STATES CHRONICLE – Scientists have determined that the Cassiopea jellyfish rests at night, which came as quite a surprise. It is the first concrete evidence that animals without a brain can enter a sleep-like state.
A team from the California Institute of Technology in Pasadena found that jellyfish responded up to 33 percent slower to stimuli during the night than during the day. They also found that when jellyfish were forced to stay awake at night, they responded up to 17 percent slower the next day. Previously, scientists believed that only animals with a brain were capable or needed to sleep.
More Questions Raised About Sleep because of the Cassiopea jellyfish
The team used the jellyfish’s position to determine if it was awake or asleep. This species sits on the ocean floor with their tentacles pointed up into the air when in a sleep-like state and also during the day. They also move their tentacles at a much slower rate. The student scientists say that this is the first time that the effect was investigated in an animal that did not have a brain or a central nervous system.

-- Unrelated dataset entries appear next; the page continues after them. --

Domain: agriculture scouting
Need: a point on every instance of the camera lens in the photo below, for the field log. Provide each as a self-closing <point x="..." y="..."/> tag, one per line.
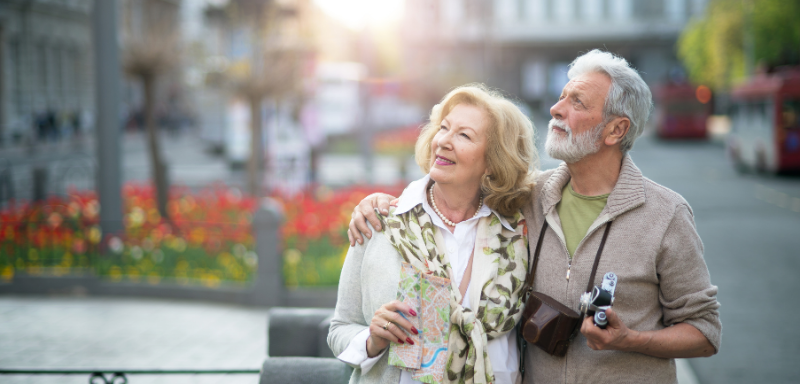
<point x="600" y="319"/>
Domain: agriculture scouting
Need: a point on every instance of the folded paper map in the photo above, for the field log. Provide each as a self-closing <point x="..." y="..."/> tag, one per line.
<point x="430" y="297"/>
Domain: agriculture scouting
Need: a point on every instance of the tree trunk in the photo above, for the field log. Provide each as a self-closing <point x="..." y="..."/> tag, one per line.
<point x="254" y="165"/>
<point x="159" y="170"/>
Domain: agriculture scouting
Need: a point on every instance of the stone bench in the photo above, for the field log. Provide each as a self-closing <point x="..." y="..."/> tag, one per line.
<point x="297" y="348"/>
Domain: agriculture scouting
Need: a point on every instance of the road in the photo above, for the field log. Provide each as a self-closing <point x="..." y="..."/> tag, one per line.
<point x="750" y="227"/>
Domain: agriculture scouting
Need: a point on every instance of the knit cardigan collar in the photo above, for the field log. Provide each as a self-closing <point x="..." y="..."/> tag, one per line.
<point x="627" y="194"/>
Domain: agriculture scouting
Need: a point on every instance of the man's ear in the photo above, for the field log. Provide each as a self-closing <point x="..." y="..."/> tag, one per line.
<point x="617" y="129"/>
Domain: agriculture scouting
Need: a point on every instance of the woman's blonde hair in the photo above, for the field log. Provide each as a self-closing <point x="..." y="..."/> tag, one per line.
<point x="511" y="156"/>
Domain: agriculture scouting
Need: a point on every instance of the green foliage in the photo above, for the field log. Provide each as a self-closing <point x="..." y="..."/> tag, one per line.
<point x="713" y="48"/>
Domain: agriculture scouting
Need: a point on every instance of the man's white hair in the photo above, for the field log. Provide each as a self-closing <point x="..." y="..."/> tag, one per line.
<point x="629" y="96"/>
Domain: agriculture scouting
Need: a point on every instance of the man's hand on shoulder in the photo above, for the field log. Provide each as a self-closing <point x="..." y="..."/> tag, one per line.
<point x="365" y="211"/>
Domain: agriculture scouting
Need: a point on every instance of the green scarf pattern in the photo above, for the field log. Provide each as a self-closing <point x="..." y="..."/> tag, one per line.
<point x="421" y="244"/>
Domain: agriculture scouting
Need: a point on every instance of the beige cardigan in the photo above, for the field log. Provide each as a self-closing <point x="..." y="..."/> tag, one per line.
<point x="655" y="251"/>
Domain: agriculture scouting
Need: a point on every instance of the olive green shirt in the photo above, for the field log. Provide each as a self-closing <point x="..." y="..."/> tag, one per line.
<point x="577" y="213"/>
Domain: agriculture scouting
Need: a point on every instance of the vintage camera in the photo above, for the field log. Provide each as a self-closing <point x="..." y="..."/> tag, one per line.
<point x="601" y="298"/>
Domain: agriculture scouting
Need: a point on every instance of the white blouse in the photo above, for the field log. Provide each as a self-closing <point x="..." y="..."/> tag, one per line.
<point x="459" y="245"/>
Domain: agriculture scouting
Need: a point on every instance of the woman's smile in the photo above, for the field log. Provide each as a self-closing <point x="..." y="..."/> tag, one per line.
<point x="444" y="161"/>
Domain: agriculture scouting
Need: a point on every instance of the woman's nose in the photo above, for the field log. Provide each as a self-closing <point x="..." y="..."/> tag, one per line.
<point x="445" y="140"/>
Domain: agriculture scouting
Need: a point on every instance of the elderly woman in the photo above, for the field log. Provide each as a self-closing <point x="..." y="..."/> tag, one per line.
<point x="436" y="296"/>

Now, the team is hoping to figure out why an animal leaves itself open to predators for a good share of the day because it is asleep. The researchers also want to understand why animals have never devised a way to go without resting in a sleep-like state, or if it was possible.

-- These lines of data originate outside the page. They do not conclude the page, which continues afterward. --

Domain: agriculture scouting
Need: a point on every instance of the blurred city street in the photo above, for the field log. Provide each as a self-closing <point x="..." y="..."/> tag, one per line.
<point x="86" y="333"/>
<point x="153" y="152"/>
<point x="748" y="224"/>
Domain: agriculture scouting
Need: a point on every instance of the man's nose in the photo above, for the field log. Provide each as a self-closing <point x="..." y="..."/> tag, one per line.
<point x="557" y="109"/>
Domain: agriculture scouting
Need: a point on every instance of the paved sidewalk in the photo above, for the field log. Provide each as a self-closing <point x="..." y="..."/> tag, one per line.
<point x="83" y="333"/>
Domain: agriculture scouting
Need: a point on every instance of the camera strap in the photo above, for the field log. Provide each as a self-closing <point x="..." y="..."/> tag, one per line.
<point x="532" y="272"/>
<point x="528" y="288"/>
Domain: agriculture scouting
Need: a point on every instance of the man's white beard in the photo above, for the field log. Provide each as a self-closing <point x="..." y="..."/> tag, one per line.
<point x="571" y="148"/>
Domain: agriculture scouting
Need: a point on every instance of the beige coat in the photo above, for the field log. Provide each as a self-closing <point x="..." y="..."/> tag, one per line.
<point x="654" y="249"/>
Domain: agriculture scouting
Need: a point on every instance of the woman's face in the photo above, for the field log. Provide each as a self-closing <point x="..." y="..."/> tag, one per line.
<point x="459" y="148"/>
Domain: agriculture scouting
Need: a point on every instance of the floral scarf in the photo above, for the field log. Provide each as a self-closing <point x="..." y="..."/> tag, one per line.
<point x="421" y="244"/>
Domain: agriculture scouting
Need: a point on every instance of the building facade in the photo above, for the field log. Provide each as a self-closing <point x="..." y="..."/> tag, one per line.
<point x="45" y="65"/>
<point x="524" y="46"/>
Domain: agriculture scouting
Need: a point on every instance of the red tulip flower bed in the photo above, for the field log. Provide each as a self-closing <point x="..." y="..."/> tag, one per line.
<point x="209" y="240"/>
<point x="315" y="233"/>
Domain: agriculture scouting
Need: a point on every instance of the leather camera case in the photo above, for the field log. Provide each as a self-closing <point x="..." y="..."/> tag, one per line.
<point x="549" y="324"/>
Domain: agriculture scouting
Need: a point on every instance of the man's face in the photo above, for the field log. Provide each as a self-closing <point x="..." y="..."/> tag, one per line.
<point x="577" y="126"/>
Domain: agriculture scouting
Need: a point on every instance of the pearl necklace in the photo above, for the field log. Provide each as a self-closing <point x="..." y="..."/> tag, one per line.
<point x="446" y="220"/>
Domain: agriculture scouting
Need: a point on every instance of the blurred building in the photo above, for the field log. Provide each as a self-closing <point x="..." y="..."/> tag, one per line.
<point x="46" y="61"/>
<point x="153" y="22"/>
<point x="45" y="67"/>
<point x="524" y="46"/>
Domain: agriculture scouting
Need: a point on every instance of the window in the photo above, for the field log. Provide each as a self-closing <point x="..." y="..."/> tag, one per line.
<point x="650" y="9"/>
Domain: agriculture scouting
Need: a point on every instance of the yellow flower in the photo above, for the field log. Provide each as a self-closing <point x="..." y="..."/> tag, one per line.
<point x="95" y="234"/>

Thomas Bosch, an evolutionary biologist at Kiel University in Germany, says that: “The simplicity of these organisms is a door opener to understand why sleep evolved and what it does.”
Scientists will reportedly be looking to determine a gene that makes animals, and also humans, need to close their eyes and rest. Researchers point out that the role of resting soundly is very poorly understood.
This study of the Cassiopea jellyfish serves to raise new questions about the evolution of this behavior. Understanding when and why sleep began and isolating the gene that might be causing people to enter a sleep-like state may hold important clues in helping people get a better rest, possibly even more.
Study results are available in the journal Current Biology.